Bluebirds thrive with a little help from their friends
(published 7-15-09)

Learning more about Eastern bluebirds has been on my to-do list for years. I’ve been keeping a file on the species, reading bits and pieces, but that’s not the same as getting out there on the trail. So I finally popped the question: Will you take me with you?

Jody and Jerry Zamirowski were happy to grant my wish. The Glen Ellyn couple is among the 24 volunteers who monitor the bluebird nesting boxes at the Morton Arboretum in Lisle. They’ve been doing it since 1996—because they enjoy it, and because the birds really need them.

As recently as the early 1980s there were no bluebirds nesting in this area. They’d been squeezed out by abundant non-native bird species like house sparrows and starlings, which compete with bluebirds for nesting cavities such as abandoned woodpecker holes. With less open space and fewer dead trees due to urban development, bluebirds faced a serious habitat shortage. That’s when bird clubs, local Audubon chapters and other concerned groups stepped in to help. Their grassroots efforts have made a huge difference all across the nation—bluebird numbers have been rising steadily for two decades.

This remarkable success story is reflected at the Arboretum. Ginny Stohr, manager of the project since 2002, says bluebird boxes first appeared at the Arb in the mid-1980s, when a Boy Scout troop donated about 15 houses. Bluebirds didn’t find them immediately, but they didn’t stay vacant for long. More boxes were added for a total of 34 by 1988. Today there are 102.

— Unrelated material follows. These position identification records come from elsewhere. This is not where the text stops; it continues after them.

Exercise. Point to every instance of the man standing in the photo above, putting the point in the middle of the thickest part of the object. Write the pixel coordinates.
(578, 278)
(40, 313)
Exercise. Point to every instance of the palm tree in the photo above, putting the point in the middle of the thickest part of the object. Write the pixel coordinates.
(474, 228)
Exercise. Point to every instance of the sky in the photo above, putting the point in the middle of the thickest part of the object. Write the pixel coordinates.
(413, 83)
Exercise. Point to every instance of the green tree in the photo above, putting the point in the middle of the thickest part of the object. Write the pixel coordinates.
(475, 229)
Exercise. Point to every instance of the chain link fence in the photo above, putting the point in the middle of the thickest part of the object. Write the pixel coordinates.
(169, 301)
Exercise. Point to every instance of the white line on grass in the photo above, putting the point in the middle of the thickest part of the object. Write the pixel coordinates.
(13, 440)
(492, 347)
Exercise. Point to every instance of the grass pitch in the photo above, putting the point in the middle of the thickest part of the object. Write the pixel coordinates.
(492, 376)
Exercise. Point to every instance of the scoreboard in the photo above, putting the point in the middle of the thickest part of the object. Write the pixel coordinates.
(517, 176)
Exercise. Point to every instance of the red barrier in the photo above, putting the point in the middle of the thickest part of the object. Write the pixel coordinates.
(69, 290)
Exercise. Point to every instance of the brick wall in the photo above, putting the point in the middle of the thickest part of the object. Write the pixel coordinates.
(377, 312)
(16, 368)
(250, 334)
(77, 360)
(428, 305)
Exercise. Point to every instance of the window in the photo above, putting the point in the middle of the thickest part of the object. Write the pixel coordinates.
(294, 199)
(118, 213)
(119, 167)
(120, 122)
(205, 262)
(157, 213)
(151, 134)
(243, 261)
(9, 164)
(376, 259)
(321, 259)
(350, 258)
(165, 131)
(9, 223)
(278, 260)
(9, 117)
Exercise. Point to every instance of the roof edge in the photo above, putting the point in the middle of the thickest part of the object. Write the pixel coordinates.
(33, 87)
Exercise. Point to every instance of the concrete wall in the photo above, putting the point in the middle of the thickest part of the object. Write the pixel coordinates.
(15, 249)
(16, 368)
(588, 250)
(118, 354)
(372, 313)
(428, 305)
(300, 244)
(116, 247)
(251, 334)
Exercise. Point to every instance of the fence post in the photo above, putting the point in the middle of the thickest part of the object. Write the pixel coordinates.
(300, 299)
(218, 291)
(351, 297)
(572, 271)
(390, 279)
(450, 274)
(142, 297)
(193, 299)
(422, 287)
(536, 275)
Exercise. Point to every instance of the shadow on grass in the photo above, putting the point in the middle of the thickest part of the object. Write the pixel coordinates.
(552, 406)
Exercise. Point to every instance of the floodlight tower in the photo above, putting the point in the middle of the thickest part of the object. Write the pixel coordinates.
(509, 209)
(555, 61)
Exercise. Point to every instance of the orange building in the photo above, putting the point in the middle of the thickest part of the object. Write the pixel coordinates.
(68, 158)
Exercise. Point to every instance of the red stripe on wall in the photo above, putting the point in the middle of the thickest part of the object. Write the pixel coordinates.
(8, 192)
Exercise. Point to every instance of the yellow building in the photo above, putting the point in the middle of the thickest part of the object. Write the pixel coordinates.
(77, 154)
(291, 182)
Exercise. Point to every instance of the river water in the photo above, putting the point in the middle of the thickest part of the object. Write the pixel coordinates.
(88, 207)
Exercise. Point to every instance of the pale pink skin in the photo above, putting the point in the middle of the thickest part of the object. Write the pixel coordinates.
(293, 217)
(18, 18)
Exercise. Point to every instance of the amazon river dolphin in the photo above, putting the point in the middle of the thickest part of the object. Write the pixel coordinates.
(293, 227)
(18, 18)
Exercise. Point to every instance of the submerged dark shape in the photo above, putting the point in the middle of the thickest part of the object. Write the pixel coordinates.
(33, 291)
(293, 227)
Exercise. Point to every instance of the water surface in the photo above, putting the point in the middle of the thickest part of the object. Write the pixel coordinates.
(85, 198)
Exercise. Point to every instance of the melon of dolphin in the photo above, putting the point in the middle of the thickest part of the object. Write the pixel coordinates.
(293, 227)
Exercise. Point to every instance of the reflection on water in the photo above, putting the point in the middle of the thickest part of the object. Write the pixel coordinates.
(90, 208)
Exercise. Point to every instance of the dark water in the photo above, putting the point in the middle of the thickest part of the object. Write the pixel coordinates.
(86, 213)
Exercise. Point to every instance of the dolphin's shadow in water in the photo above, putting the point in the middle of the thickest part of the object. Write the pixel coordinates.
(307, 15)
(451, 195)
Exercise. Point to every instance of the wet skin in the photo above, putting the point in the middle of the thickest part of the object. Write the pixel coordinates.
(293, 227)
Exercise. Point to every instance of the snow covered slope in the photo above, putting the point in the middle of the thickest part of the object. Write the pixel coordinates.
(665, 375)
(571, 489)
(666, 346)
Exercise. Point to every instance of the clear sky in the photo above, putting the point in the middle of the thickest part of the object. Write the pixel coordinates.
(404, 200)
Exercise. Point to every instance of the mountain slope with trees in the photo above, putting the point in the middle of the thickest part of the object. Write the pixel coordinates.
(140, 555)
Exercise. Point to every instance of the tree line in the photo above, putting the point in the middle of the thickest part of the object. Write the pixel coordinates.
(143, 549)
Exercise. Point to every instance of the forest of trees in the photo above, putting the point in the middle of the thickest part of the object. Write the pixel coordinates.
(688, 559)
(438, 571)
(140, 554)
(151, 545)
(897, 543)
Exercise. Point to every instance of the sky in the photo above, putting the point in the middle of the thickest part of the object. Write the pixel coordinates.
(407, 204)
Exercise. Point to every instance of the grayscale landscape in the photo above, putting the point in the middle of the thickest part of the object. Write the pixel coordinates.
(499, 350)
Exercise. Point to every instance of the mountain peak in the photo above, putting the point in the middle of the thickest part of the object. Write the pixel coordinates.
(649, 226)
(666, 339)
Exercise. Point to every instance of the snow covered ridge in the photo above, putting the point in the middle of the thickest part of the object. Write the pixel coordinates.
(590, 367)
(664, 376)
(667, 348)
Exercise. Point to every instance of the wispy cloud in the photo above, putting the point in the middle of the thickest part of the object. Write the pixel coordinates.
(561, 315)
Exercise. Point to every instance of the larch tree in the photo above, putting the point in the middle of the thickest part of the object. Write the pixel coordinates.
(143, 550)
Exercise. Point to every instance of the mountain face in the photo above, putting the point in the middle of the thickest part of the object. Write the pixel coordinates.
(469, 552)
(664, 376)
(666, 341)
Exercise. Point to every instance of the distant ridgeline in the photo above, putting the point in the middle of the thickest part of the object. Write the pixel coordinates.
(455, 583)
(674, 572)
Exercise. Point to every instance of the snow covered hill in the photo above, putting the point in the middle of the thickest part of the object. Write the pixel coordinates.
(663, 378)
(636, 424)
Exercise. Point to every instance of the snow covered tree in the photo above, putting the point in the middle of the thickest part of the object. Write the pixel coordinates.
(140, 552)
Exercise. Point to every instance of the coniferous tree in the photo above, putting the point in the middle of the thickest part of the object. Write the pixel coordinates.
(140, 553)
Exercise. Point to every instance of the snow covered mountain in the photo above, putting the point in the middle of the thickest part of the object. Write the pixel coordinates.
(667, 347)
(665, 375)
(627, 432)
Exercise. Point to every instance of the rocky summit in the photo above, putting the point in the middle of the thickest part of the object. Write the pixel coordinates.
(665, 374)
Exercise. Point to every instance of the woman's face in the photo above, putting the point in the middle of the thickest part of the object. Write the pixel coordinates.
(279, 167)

It takes a lot of boxes to move the needle because bluebirds are not the only species that uses them. The entry holes are sized to keep out starlings, yet tree swallows, house wrens and house sparrows are common invaders. In fact, only three of the 10 houses on Jody and Jerry's section of the “bluebird trail” were hosting the species they were intended for.

You can tell instantly what species is using a particular box. The tree swallow nests featured gobs of feathers from other birds. The house wren nest we encountered was just a mass of little sticks, from floor to ceiling.

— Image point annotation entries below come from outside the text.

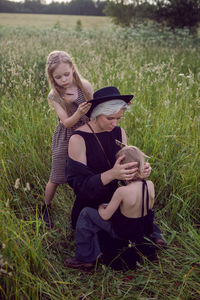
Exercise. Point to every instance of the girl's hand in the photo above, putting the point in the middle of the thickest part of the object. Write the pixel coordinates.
(124, 171)
(83, 108)
(147, 170)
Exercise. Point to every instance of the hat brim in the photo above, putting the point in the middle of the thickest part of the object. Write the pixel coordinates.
(97, 101)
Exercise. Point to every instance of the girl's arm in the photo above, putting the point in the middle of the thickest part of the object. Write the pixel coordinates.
(72, 120)
(106, 212)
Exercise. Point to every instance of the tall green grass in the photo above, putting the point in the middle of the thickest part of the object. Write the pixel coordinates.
(162, 70)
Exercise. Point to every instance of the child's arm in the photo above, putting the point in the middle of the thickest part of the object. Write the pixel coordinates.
(72, 120)
(106, 212)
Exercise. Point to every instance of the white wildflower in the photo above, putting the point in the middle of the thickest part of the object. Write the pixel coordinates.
(17, 183)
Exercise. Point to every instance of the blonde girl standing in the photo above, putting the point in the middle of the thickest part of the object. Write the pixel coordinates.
(68, 96)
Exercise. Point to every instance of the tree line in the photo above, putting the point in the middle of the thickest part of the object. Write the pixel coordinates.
(171, 13)
(74, 7)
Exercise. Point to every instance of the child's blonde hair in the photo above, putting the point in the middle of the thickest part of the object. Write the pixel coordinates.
(53, 60)
(133, 154)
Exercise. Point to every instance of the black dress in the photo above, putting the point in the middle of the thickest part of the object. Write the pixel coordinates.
(86, 180)
(90, 191)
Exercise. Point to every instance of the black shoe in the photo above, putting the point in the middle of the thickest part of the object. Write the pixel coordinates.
(46, 216)
(75, 264)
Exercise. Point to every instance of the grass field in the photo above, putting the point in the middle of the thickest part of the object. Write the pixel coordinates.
(62, 21)
(162, 70)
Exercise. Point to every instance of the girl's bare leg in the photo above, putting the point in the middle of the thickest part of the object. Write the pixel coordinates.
(50, 192)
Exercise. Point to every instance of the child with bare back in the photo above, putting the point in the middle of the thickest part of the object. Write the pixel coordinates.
(128, 216)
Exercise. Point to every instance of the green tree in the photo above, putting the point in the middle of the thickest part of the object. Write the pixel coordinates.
(127, 12)
(178, 13)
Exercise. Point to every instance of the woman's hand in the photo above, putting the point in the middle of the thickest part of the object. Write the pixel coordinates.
(83, 108)
(147, 170)
(124, 171)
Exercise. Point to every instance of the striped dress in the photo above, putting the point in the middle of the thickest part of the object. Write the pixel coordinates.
(61, 139)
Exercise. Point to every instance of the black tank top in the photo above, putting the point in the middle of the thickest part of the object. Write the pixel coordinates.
(96, 160)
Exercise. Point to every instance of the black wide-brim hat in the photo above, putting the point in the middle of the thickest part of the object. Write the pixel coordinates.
(106, 94)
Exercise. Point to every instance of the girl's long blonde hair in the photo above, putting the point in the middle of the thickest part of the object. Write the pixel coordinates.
(53, 60)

We didn’t find any house sparrow tenants, but if we had they would have been evicted. Other species, primarily tree swallows, are welcome to stay. Jerry and Jody informed me that bluebirds raise two and sometimes three broods in a single season. Tree swallows only raise one. So when baby swallows fledge, their nests can be cleared out, creating new space for bluebirds.

The first box we opened—by Jerry, with his trusty Phillips-head screwdriver—contained five baby bluebirds, huddled together in a tidy nest of brown grasses. It was a perfect scene, exactly what a monitor hopes to find.

Seventy-nine bluebird nests were recorded at the Arb in 2008, the most since 84 nests in 2001. The average nest count in the 1990s was just 45.

The key stat, though, is fledged birds—bluebirds that hatch and survive. There were 216 fledglings in 2008, and 268 in 2007, the best year ever. In the 1990s, the average was 118. More nesting boxes contributed to the growth, along with an intensified volunteer effort.

Collecting all the data is hard work. Monitors like Jody and Jerry must check their assigned boxes at least once a week. They record the number of nests, eggs, hatched eggs and fledged birds. There's a lot of walking through high, wet grass—often to areas of the Arb that most visitors never see.

The fruit of this labor is that bluebirds—a species so beloved that there’s even a North American Bluebird Society—are now thriving in parts of DuPage County. This was unthinkable 25 years ago.

“It's birding with a purpose,” Jody told me, borrowing the DuPage Birding Club’s motto. “It's nice to go birding but it feels good to be helping the birds too.”

And she and Jerry are not just assisting Eastern bluebirds. They keep track of all the birds they see as part of a collaboration between the Bird Conservation Network and Morton Arboretum. Their observations, and those of the other monitors, have a direct influence on habitat management. For example, various open areas at the Arb are no longer mowed during nesting season for the benefit of grassland birds like bobolinks, dickcissels, meadowlarks, savannah sparrows and sedge wrens. We saw each of these species on the morning of my visit, with the exception of sedge wren, which Jerry had seen the week before.

“Just a slight modification in mowing practices can be good,” Jerry said, and he credits the Arb for being willing to manage the habitat based on real-time information provided by the bird monitors.

Not just willing, eager. Kurt Dreisilker, the Arb’s manager of natural resources, is a big fan of the bird monitoring program. The volunteers, he says, keep him well informed about birds inhabiting the grounds, supplementing his own data collection.

“They are incredibly devoted and motivated people,” Dreisilker said, speaking of the Zamirowskis. But he could have been describing any of the two dozen advocates who care so deeply about the Arboretum’s birdlife. It’s nice to see their collective efforts making such a positive difference. “Citizen science” is alive and well, just like the bluebirds.